Detect Text in Images with Python - pytesseract vs. easyocr vs keras

Introduction

In this article, we will explore how to extract text from images using Python. There are several libraries available for text extraction, but we will focus on comparing three popular ones: pytesseract, easyocr, and keras_ocr. To demonstrate the capabilities of these libraries, we will use a dataset called Text OCR, which contains over a million annotations of text in images. This dataset is perfect for testing the performance of these libraries.

Overview of the Dataset

The Text OCR dataset consists of numerous images annotated with the text they contain. The dataset is organized into training and validation folders and includes several CSV and Parquet files that contain annotations, as well as metadata for each image. Each annotation includes a unique ID, associated image ID, bounding boxes for words, and the text itself.
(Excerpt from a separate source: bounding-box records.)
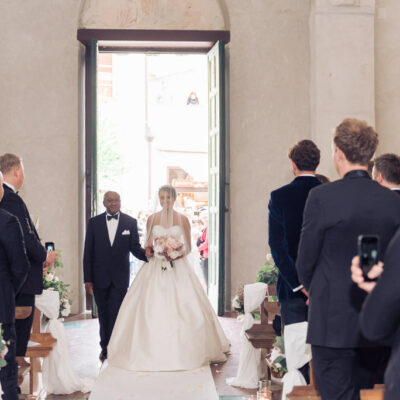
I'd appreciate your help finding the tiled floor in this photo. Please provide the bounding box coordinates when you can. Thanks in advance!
[22,315,279,400]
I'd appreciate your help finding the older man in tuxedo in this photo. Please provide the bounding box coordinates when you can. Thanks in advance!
[297,119,400,400]
[83,191,150,361]
[0,153,57,357]
[372,153,400,195]
[0,172,30,400]
[268,140,321,381]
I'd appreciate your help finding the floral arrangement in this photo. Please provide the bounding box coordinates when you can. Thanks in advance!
[154,236,183,271]
[0,324,8,369]
[43,250,72,318]
[267,335,288,379]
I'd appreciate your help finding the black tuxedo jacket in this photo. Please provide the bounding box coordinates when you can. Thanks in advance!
[297,170,400,348]
[83,213,147,289]
[0,209,30,324]
[268,176,321,301]
[360,229,400,400]
[0,185,47,294]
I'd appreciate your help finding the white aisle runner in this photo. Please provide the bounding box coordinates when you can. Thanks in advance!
[89,363,218,400]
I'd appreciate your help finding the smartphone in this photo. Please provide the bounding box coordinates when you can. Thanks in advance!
[358,235,379,281]
[44,242,55,251]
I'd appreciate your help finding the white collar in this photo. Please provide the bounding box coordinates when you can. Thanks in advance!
[3,181,17,193]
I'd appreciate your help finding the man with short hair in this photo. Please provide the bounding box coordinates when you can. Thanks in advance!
[0,153,57,357]
[268,140,321,381]
[372,153,400,195]
[0,172,30,400]
[83,191,150,362]
[296,119,400,400]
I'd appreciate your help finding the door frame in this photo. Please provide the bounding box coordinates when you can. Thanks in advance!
[77,29,230,314]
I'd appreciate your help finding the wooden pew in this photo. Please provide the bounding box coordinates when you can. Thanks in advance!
[25,308,57,394]
[245,286,280,379]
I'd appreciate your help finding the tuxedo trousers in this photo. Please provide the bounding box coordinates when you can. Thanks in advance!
[312,345,389,400]
[0,324,18,400]
[93,284,128,356]
[15,293,35,357]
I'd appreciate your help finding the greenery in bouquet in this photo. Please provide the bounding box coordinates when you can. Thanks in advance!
[268,335,288,379]
[43,250,72,318]
[256,254,278,301]
[0,324,8,369]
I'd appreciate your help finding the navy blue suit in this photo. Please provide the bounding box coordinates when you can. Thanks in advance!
[360,229,400,400]
[0,209,30,400]
[297,170,400,400]
[268,176,321,302]
[0,185,47,357]
[83,213,147,355]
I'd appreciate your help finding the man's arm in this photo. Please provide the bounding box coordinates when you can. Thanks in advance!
[268,195,301,290]
[1,194,47,263]
[4,216,31,294]
[129,219,148,262]
[296,191,324,291]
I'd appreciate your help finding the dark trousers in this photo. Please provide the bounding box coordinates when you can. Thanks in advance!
[312,345,388,400]
[93,285,127,356]
[281,296,310,384]
[15,293,35,357]
[0,324,18,400]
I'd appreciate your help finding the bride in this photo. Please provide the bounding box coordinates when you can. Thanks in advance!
[108,185,229,371]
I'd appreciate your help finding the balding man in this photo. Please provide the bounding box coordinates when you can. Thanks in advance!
[83,192,147,361]
[372,153,400,195]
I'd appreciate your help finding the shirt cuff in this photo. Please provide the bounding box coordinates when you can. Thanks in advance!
[293,285,304,292]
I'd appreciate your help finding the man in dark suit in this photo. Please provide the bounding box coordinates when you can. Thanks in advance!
[268,140,321,381]
[0,172,30,400]
[297,119,400,400]
[0,153,57,357]
[351,229,400,400]
[372,153,400,195]
[83,192,147,361]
Setting Up the Environment

For our experiments, we'll work within a Kaggle notebook, where we can leverage its built-in support for Python libraries. We will be importing essential libraries such as:

import pandas as pd
import numpy as np
import glob
from tqdm import tqdm
import matplotlib.pyplot as plt
from PIL import Image

We'll read in the Parquet files containing annotations and image metadata, and use glob to retrieve the paths for the image files.

Data Exploration

Before diving into text extraction, we need to visualize some of the images in the dataset along with their annotations. This helps us understand what kind of images and text we are working with.

Text Extraction Methods

1. pytesseract

The first method we will explore is pytesseract, a Python wrapper for Google's Tesseract-OCR Engine. Although pytesseract is widely used for document text extraction, it may not perform as well on diverse image types typically found in datasets like Text OCR.
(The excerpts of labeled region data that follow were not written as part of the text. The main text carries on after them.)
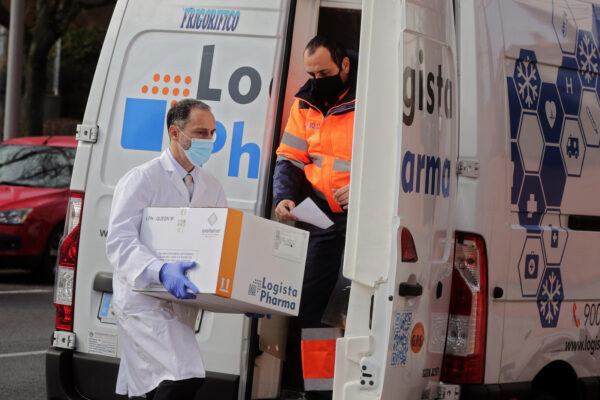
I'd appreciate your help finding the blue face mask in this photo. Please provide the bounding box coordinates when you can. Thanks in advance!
[179,129,215,165]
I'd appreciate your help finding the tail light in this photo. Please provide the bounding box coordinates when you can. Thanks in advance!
[400,228,419,262]
[54,191,84,331]
[441,232,487,383]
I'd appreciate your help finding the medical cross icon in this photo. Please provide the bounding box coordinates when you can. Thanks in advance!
[527,193,537,218]
[550,229,558,248]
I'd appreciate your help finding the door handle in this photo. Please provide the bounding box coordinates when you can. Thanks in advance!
[398,282,423,297]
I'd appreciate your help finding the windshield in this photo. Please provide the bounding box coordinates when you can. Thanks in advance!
[0,144,76,189]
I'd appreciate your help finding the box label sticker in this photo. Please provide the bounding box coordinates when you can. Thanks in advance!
[410,322,425,353]
[273,228,304,262]
[88,331,117,357]
[390,312,413,367]
[98,292,117,325]
[156,249,198,262]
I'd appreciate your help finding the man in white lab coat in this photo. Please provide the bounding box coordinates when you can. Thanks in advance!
[106,99,227,400]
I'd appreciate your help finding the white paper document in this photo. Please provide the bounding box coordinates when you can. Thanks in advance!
[290,197,333,229]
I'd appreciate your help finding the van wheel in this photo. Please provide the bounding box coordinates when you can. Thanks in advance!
[531,392,561,400]
[35,222,64,283]
[531,361,583,400]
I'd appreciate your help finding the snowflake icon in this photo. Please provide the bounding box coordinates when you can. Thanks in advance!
[576,31,599,88]
[514,49,541,110]
[537,268,565,328]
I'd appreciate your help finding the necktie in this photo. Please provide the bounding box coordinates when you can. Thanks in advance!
[183,174,194,200]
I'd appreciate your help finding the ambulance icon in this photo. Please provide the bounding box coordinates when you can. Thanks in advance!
[525,252,540,279]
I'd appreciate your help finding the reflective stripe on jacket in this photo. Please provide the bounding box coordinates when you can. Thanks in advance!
[277,94,356,213]
[301,328,342,391]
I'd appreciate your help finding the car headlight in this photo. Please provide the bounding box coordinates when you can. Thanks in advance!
[0,208,33,225]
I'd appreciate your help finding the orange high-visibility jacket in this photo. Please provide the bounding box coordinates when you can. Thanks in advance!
[273,81,356,213]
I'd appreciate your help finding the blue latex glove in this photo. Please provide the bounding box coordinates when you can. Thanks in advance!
[158,261,198,299]
[244,313,271,319]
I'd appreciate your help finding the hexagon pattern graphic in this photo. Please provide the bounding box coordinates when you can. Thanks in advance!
[518,175,546,229]
[510,142,525,204]
[540,146,567,207]
[513,49,541,110]
[579,90,600,147]
[560,118,586,177]
[519,236,546,297]
[542,213,569,265]
[556,57,582,116]
[552,0,577,54]
[537,267,565,328]
[506,77,521,139]
[575,30,599,88]
[518,113,544,173]
[538,82,565,143]
[507,0,600,328]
To use pytesseract, we can invoke the following command:

import pytesseract

text = pytesseract.image_to_string(image_file_name, lang='eng')
print(text)

After running this on an example image, we will analyze the output but note that the results may not be optimal.

2. easyocr

Next, we will test easyocr, which relies on deep learning models for text detection. It's slightly slower but often yields better results than traditional methods like pytesseract.

To use easyocr, we create a reader object and invoke the read_text method:

import easyocr

reader = easyocr.Reader(['en'])
results = reader.readtext(image_file_name)

The output includes the detected text, bounding boxes, and confidence scores.

3. keras_ocr

The final library we will compare is keras_ocr, which combines a detector and recognizer under a unified pipeline. While keras_ocr is not pre-installed in Kaggle, we can easily install it using pip:

!pip install keras-ocr

Then we can run the text extraction as follows:

import keras_ocr

pipeline = keras_ocr.pipeline.Pipeline()
results = pipeline.recognize([image_file_name])

Comparing Results

Having extracted text from images using all three methods, we will compare their performance. We will focus on key aspects such as accuracy, detection of bounding boxes, and any missing annotations.

Visualization

To visualize the results, we can use built-in tools from keras_ocr to draw annotations directly onto the images, allowing us to clearly see how well each library performed.

We will create a function to facilitate the plotting of results side-by-side for a direct comparison.

Conclusion

We have explored three libraries for text extraction from images—pytesseract, easyocr, and keras_ocr—and analyzed their performance using a rich dataset. Each library has its strengths and weaknesses, and the choice of which to use may depend on the specific use case.

Keywords

Python
Image processing
Text extraction
pytesseract
easyocr
keras_ocr
Optical Character Recognition (OCR)
Dataset
Annotations

FAQ

Q1: What is Optical Character Recognition (OCR)?
A: OCR is a technology that converts different types of documents, such as scanned paper documents, PDFs, or images captured by a digital camera, into editable and searchable data.

Q2: Which Python library should I choose for text extraction?
A: The choice of library may depend on your project's specific requirements. For document-like texts, pytesseract might suffice. For a more diverse set of images, easyocr or keras_ocr may be preferable due to their better performance with complex backgrounds.

Q3: What is the advantage of using deep learning-based OCR libraries?
A: Deep learning-based libraries, like easyocr and keras_ocr, tend to be more accurate and robust in detecting text in a variety of fonts and styles, especially in challenging image conditions.

Q4: Can I run these libraries on my local machine?
A: Yes! You can install pytesseract, easyocr, and keras_ocr in your local Python environment. Just be sure to follow the installation instructions, especially for any dependencies.

Q5: How does the performance differ between these libraries?
A: Performance can vary based on the complexity of the images and text. It's suggested to test different libraries on your specific dataset to determine which provides the best results.